According to the mounting method of the IC tag of the present invention, the bonding strength between the IC tag and the mounting object by the adhesive is dramatically enhanced at low cost, whereby the mounting object is repeatedly used under high temperature and corrosive environment. Even if the IC tag is difficult to separate from the object to be mounted.
In addition, according to the IC tag built-in metal body of the present invention, it can be repeatedly used under high temperature and corrosive environment, and the reader / writer can preferably read / write the information stored in the IC tag. become able to do.

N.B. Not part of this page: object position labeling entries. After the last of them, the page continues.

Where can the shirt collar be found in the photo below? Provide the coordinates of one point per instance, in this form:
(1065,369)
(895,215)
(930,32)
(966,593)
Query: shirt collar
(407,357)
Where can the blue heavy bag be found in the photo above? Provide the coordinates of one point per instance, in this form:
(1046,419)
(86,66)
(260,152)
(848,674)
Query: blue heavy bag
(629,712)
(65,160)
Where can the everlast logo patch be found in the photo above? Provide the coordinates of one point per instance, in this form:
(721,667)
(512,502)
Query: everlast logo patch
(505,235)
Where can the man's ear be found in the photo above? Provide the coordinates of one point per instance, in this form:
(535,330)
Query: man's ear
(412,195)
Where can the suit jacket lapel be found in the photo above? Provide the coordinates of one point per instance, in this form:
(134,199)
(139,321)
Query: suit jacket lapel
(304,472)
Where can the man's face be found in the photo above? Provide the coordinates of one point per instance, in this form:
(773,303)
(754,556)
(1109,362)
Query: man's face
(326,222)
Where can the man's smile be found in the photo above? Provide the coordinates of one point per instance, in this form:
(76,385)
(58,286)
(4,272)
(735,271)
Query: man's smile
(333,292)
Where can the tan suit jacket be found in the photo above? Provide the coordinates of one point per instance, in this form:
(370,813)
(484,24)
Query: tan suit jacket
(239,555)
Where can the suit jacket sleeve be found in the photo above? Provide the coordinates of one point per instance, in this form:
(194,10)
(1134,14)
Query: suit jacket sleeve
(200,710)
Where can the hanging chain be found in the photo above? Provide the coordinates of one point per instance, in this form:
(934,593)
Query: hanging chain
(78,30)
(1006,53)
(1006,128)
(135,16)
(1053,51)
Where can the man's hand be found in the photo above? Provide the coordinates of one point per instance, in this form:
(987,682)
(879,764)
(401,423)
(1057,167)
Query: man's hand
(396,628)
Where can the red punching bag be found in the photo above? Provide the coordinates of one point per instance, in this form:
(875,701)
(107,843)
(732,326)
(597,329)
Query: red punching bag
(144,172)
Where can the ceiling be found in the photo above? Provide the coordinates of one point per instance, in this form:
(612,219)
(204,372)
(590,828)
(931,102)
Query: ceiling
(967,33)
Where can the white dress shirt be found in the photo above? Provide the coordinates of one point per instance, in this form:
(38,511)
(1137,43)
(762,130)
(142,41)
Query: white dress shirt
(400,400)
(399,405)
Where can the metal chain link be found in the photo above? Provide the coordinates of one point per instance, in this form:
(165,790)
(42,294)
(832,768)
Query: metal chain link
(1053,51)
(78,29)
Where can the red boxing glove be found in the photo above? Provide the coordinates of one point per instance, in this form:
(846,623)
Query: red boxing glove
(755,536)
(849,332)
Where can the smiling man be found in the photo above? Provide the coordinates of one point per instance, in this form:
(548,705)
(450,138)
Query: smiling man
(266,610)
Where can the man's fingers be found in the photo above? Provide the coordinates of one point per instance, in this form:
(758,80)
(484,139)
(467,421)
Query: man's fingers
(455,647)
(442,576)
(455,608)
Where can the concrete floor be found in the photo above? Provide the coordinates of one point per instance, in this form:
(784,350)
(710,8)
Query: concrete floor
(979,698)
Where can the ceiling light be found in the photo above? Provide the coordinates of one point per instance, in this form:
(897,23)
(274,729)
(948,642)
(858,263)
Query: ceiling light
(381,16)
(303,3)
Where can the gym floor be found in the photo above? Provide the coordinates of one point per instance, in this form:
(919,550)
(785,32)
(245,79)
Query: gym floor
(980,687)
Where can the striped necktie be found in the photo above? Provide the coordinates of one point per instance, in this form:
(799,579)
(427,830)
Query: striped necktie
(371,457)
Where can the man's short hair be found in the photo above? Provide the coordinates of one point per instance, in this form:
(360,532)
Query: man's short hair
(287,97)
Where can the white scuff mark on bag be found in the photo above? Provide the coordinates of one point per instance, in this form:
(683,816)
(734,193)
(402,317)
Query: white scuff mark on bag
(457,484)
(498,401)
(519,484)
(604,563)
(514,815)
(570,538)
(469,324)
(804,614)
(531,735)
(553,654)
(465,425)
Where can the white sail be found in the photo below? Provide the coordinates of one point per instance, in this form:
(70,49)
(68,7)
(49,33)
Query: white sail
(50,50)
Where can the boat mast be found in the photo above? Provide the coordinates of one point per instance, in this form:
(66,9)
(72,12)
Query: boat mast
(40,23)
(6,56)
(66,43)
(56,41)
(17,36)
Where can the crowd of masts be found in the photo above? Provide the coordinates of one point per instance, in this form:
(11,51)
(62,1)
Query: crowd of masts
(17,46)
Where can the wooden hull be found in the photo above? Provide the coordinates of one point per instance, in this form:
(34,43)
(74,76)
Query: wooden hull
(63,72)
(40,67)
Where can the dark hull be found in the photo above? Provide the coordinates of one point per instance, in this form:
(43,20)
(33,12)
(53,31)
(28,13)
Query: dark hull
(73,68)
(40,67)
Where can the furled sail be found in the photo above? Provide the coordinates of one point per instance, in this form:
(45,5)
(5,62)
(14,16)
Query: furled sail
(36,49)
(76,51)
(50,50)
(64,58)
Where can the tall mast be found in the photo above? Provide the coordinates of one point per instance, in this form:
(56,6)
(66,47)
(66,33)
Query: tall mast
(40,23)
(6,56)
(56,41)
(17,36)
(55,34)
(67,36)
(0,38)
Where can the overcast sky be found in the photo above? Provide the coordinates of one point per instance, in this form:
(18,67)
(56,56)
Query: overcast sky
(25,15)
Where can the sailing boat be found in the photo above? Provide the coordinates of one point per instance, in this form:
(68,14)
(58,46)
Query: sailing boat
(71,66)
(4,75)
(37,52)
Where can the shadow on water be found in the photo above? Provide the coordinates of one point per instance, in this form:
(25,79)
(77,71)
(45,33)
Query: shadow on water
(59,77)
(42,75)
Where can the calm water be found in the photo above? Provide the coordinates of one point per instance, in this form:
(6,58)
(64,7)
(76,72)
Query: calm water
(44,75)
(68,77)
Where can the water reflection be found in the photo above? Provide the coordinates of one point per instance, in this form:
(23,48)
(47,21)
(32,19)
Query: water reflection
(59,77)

It is a perspective view which shows the forceps to which IC tag was attached by the attachment method of IC tag which concerns on 1st Embodiment of this invention. It is explanatory drawing which shows the principal part cross section of the recessed part which accommodates an IC tag. It is an explanatory view showing the important section cross section of the IC tag concerning a 1st embodiment of the present invention. It is explanatory drawing which shows the attachment method of the IC tag which concerns on 1st Embodiment of this invention. It is explanatory drawing which shows the principal part cross section of the recessed part which accommodates the IC tag which concerns on the modification of 1st Embodiment. It is an explanatory view showing the important section cross section of the crevice which stores the IC tag concerning a 2nd embodiment of the present invention. It is explanatory drawing which shows the recessed part which accommodates the IC tag which concerns on 3rd Embodiment of this invention. It is explanatory drawing which shows the recessed part which accommodates the IC tag which concerns on 4th Embodiment of this invention. It is explanatory drawing which shows the recessed part which accommodates the IC tag which concerns on 5th Embodiment of this invention. It is explanatory drawing which shows the recessed part which accommodates the IC tag which concerns on 6th Embodiment of this invention. It is explanatory drawing which shows the recessed part which accommodates the IC tag which concerns on 7th Embodiment of this invention. It is explanatory drawing which shows the recessed part which accommodates the IC tag which concerns on 8th Embodiment of this invention.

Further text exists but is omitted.